Advisor: Pinar Emiralioglu
Doctoral Thesis: The Geographical Compass: History, Authority and Utility in the English Voyage Account, 1660–1730
Date of PhD: 2012
Current Position: Senior Historian, Office of Treaty Settlements; Wellington, New Zealand
Since finishing my studies at Pitt, I returned to New Zealand and became a historian at the Office of Treaty Settlements in Wellington. OTS is tasked with negotiating the settlement of the historical grievances of indigenous Māori on behalf of the Crown in a project that’s of national and global significance. These settlements involve various forms of redress, including cultural redress that recognises the cultural importance of an iwi (tribe) to its area, commercial redress meant to re-establish the economic base of the iwi, and acknowledgements of breaches of te Tiriti o Waitangi/the Treaty of Waitangi and an apology for the prejudice suffered by the iwi. The acknowledgements are based on a historical account, the text of which is negotiated and agreed between Crown officials and the iwi. As a historian, my core task is to negotiate the historical account and draft acknowledgements and apologies, but I am also involved in many other elements of the settlements. It’s a fascinating, difficult and rewarding job that involves historical research, careful policy analysis, and negotiation.

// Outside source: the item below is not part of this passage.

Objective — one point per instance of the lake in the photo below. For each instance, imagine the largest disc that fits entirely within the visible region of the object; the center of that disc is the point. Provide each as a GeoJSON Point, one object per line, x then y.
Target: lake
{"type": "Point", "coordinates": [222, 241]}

On the surface a PhD in early modern imperial history and the history of the book doesn’t have much to do with a job in Treaty settlements in New Zealand in the 21st century, and it’s true that I don’t write much about magnets or competition between late-17th Century booksellers in my day job. Nevertheless there’s much about my graduate training at Pitt that influences how I work. The foundation skills of my job are primary research, synthesizing secondary sources and drafting short pieces of writing clearly explaining complex problems, all of which I honed over six years studying at Pitt. Beyond that, I often reflect on the work we did developing oral argument skills when I’m trying to get my point across in a negotiation in a clear and concise manner. Likewise the TAing and lecturing opportunities at Pitt have transferred well into giving public presentations and mentoring junior colleagues.
I probably could have got this job without a PhD from the University of Pittsburgh. Nevertheless I’m certain my graduate training has shaped my career outside of academia not only in the skills I developed, but also in the rich perspectives I bring to my work through a deep and broad knowledge of history, and what led us to this particular global and postcolonial moment.
Photo: Pollock on top of Matakā, the sacred maunga of Ngāti Torehina ki Matakā, situated at the mouth of the Bay of Islands, during a Waitangi Tribunal Te Paparahi o Te Raki hearing week in June 2015.